Kini sang Tabib sudah menaiki punggung kuda putihnya dan di pavunya keluar dari padepokan Naga Bintang.


Jareti Gangga yang Masih terbaring setelah di kasih minuman obat dari sang Tabib, perlahan sudah menggerakan jari tangan nya, lalu matanya di buka perlahan sambil celingukan ia berkata.


"Berada di mana aku."


Jareti Gangga belum menyadari bahwa dirinya berada di Naga Bintang, begitu iamenoleh ke arah samping pojok nampak terlihat oleh Jareti sodok pria berjanggut putih, dan berpakaian serba putih lagi duduk dengan netranya mentapa tajam padanya.
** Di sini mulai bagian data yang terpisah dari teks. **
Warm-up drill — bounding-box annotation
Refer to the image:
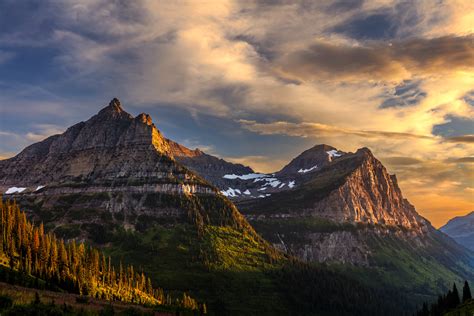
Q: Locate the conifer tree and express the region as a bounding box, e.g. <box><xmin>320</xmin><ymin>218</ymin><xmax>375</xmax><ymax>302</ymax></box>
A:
<box><xmin>462</xmin><ymin>281</ymin><xmax>472</xmax><ymax>303</ymax></box>
<box><xmin>0</xmin><ymin>196</ymin><xmax>199</xmax><ymax>310</ymax></box>
<box><xmin>453</xmin><ymin>283</ymin><xmax>461</xmax><ymax>307</ymax></box>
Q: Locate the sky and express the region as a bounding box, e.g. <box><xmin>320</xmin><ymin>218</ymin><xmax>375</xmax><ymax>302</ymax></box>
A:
<box><xmin>0</xmin><ymin>0</ymin><xmax>474</xmax><ymax>227</ymax></box>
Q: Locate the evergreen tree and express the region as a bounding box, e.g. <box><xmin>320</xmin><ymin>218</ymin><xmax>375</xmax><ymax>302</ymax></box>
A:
<box><xmin>453</xmin><ymin>283</ymin><xmax>461</xmax><ymax>307</ymax></box>
<box><xmin>0</xmin><ymin>196</ymin><xmax>199</xmax><ymax>311</ymax></box>
<box><xmin>462</xmin><ymin>281</ymin><xmax>472</xmax><ymax>303</ymax></box>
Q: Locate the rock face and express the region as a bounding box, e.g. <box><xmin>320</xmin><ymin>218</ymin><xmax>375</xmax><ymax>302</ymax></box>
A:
<box><xmin>174</xmin><ymin>141</ymin><xmax>473</xmax><ymax>279</ymax></box>
<box><xmin>276</xmin><ymin>144</ymin><xmax>344</xmax><ymax>176</ymax></box>
<box><xmin>439</xmin><ymin>212</ymin><xmax>474</xmax><ymax>251</ymax></box>
<box><xmin>0</xmin><ymin>99</ymin><xmax>251</xmax><ymax>238</ymax></box>
<box><xmin>168</xmin><ymin>140</ymin><xmax>254</xmax><ymax>187</ymax></box>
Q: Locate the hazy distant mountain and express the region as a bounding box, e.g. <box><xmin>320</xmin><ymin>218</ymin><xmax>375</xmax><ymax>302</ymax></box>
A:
<box><xmin>174</xmin><ymin>139</ymin><xmax>474</xmax><ymax>286</ymax></box>
<box><xmin>0</xmin><ymin>99</ymin><xmax>415</xmax><ymax>315</ymax></box>
<box><xmin>0</xmin><ymin>99</ymin><xmax>473</xmax><ymax>315</ymax></box>
<box><xmin>439</xmin><ymin>212</ymin><xmax>474</xmax><ymax>251</ymax></box>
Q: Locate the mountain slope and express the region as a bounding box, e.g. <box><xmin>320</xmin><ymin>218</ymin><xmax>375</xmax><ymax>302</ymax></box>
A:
<box><xmin>0</xmin><ymin>99</ymin><xmax>414</xmax><ymax>315</ymax></box>
<box><xmin>173</xmin><ymin>145</ymin><xmax>474</xmax><ymax>295</ymax></box>
<box><xmin>439</xmin><ymin>212</ymin><xmax>474</xmax><ymax>251</ymax></box>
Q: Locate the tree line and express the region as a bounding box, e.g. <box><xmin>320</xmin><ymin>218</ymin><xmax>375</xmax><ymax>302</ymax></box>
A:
<box><xmin>0</xmin><ymin>196</ymin><xmax>206</xmax><ymax>311</ymax></box>
<box><xmin>416</xmin><ymin>281</ymin><xmax>472</xmax><ymax>316</ymax></box>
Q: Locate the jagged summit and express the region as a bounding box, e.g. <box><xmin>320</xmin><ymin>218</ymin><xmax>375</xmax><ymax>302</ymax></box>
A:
<box><xmin>0</xmin><ymin>98</ymin><xmax>176</xmax><ymax>186</ymax></box>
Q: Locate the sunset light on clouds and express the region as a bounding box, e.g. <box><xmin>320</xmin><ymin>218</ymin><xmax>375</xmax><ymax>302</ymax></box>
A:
<box><xmin>0</xmin><ymin>0</ymin><xmax>474</xmax><ymax>227</ymax></box>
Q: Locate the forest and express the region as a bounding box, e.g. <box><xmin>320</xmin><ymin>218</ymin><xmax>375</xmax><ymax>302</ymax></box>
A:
<box><xmin>0</xmin><ymin>198</ymin><xmax>206</xmax><ymax>312</ymax></box>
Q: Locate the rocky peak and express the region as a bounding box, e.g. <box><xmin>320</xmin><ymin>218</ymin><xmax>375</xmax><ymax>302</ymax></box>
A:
<box><xmin>95</xmin><ymin>98</ymin><xmax>132</xmax><ymax>120</ymax></box>
<box><xmin>0</xmin><ymin>99</ymin><xmax>171</xmax><ymax>185</ymax></box>
<box><xmin>277</xmin><ymin>144</ymin><xmax>344</xmax><ymax>175</ymax></box>
<box><xmin>135</xmin><ymin>113</ymin><xmax>153</xmax><ymax>125</ymax></box>
<box><xmin>167</xmin><ymin>139</ymin><xmax>204</xmax><ymax>158</ymax></box>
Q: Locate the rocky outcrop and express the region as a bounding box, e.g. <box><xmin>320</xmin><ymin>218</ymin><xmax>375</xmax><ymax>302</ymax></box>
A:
<box><xmin>275</xmin><ymin>144</ymin><xmax>344</xmax><ymax>176</ymax></box>
<box><xmin>0</xmin><ymin>99</ymin><xmax>254</xmax><ymax>238</ymax></box>
<box><xmin>167</xmin><ymin>140</ymin><xmax>254</xmax><ymax>188</ymax></box>
<box><xmin>303</xmin><ymin>148</ymin><xmax>427</xmax><ymax>229</ymax></box>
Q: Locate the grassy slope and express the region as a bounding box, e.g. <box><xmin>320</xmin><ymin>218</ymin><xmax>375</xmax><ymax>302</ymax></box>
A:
<box><xmin>251</xmin><ymin>217</ymin><xmax>474</xmax><ymax>303</ymax></box>
<box><xmin>105</xmin><ymin>224</ymin><xmax>288</xmax><ymax>314</ymax></box>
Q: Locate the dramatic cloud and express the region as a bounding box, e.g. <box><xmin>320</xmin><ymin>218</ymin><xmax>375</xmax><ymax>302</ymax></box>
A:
<box><xmin>0</xmin><ymin>0</ymin><xmax>474</xmax><ymax>227</ymax></box>
<box><xmin>239</xmin><ymin>120</ymin><xmax>434</xmax><ymax>139</ymax></box>
<box><xmin>446</xmin><ymin>135</ymin><xmax>474</xmax><ymax>143</ymax></box>
<box><xmin>276</xmin><ymin>35</ymin><xmax>474</xmax><ymax>81</ymax></box>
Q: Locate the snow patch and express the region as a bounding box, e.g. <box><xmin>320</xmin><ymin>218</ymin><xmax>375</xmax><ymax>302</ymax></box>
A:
<box><xmin>326</xmin><ymin>149</ymin><xmax>342</xmax><ymax>158</ymax></box>
<box><xmin>264</xmin><ymin>178</ymin><xmax>281</xmax><ymax>188</ymax></box>
<box><xmin>298</xmin><ymin>165</ymin><xmax>318</xmax><ymax>173</ymax></box>
<box><xmin>5</xmin><ymin>187</ymin><xmax>26</xmax><ymax>194</ymax></box>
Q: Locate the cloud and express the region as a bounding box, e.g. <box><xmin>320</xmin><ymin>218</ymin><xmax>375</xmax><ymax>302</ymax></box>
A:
<box><xmin>379</xmin><ymin>80</ymin><xmax>426</xmax><ymax>109</ymax></box>
<box><xmin>381</xmin><ymin>157</ymin><xmax>423</xmax><ymax>166</ymax></box>
<box><xmin>445</xmin><ymin>135</ymin><xmax>474</xmax><ymax>143</ymax></box>
<box><xmin>224</xmin><ymin>155</ymin><xmax>288</xmax><ymax>173</ymax></box>
<box><xmin>275</xmin><ymin>35</ymin><xmax>474</xmax><ymax>82</ymax></box>
<box><xmin>238</xmin><ymin>120</ymin><xmax>433</xmax><ymax>139</ymax></box>
<box><xmin>454</xmin><ymin>157</ymin><xmax>474</xmax><ymax>163</ymax></box>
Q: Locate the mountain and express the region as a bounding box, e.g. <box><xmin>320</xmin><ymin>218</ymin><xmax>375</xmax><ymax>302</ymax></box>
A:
<box><xmin>0</xmin><ymin>99</ymin><xmax>251</xmax><ymax>232</ymax></box>
<box><xmin>0</xmin><ymin>99</ymin><xmax>416</xmax><ymax>315</ymax></box>
<box><xmin>439</xmin><ymin>212</ymin><xmax>474</xmax><ymax>251</ymax></box>
<box><xmin>173</xmin><ymin>141</ymin><xmax>474</xmax><ymax>294</ymax></box>
<box><xmin>167</xmin><ymin>139</ymin><xmax>254</xmax><ymax>186</ymax></box>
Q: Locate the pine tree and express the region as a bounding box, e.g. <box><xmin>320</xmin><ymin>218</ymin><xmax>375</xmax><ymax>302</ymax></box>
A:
<box><xmin>462</xmin><ymin>281</ymin><xmax>472</xmax><ymax>303</ymax></box>
<box><xmin>451</xmin><ymin>283</ymin><xmax>461</xmax><ymax>308</ymax></box>
<box><xmin>0</xmin><ymin>196</ymin><xmax>199</xmax><ymax>310</ymax></box>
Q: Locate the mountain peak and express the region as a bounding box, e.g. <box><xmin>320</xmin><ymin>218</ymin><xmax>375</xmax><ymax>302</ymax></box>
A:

"Guru.." Sapanya tersontak kaget.


"Iya Gangga, kamu berada di Naga Bintang, jangan bergerak dulu lukamu belum benar-benar pulih." Ujar ki Sura Praba.


"Siapa yang sudah membawaku ke sini guru..."Perkataan Jareti Gangga terpotong oleh suara yang datang dari bawah selonjoran kakinya.


"Kami lah yang telah membawamu kesini." Ujarnya yang tak lain tiga pendekar elang.


Jareti Gangga mengangkat kepala nya sedikit, netranya langsung terbelalak penuh rasa heran ketika melihat tiga Pendekar elang yang sudah menjadi musuh ke buyutannya, lagi duduk bersila memandang dirinya penuh kedamaian.


"Kenapa tiga pendekar elang ada di sini." Gumamnya dalam hati.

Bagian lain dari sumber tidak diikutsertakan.